A marriage made in the media

Left-leaning though I may be politically, I'm not some Republican, anti-Monarchy, class war activist. I don't believe Britain should throw away the cultural trappings of history and pageantry lightly, especially when there does seem some genuine merit to the argument that they bring trade and tourism to Britain, and they have demonstrably increased giving to charities to which they've lent their patronage.

However. Today's announcement of the engagement of Prince William and Kate Whats-her-face is not what I call news. It's utterly drenched the media today, who have clearly had their pieces ready for some time in anticipation of the event we're all talking about. Well, they're talking about.

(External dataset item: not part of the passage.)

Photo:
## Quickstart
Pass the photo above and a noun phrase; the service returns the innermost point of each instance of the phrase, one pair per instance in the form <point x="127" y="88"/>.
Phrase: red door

So the economic crisis, the compensation paid out to the Brits held without trial in Guantanamo Bay, all the various long-running genuine news stories (Darfur, Pakistan, Indonesia, Burma, just to name a few picked at random) have utterly disappeared into a morass of fawning, gushing, delighted news readers and reporters. They all seem to have put their best pearls on for the day, and can be seen grinning like Stepford Wives as the news that's being described as 'breaking' even at 9pm on the News Channel is repeated for the 43rd time today.

It's utterly, utterly meaningless. In what's already a story entirely constructed of fluff and fill, we've been blessed with the news that Esther Rantzen is 'delighted' (we can all sleep soundly in our beds knowing that), that Sophie Wessex is 'thrilled', and that Royal Crown Derby had been pre-prepping plates for the occasion for four years, among countless other inconsequentialities. I've even found out that Camilla Parker-Bowles is down with the kids, describing it as 'wicked'.

Surely, surely, most of us simply don't care, do we? The news that the Royal family has invited in a bit of common blood (surely a necessity as the Royals of Europe are so inter-bred that they must be in danger of sprouting extra limbs out of inconvenient places) would, in any society not utterly obsessed with celebrity, be relegated to a footnote after the actual news.

As they look back over the day's 'events' for the umpteenth time, I do wonder if some of the journalists responsible for regurgitating this over and over again wonder what happened to the news, dammit.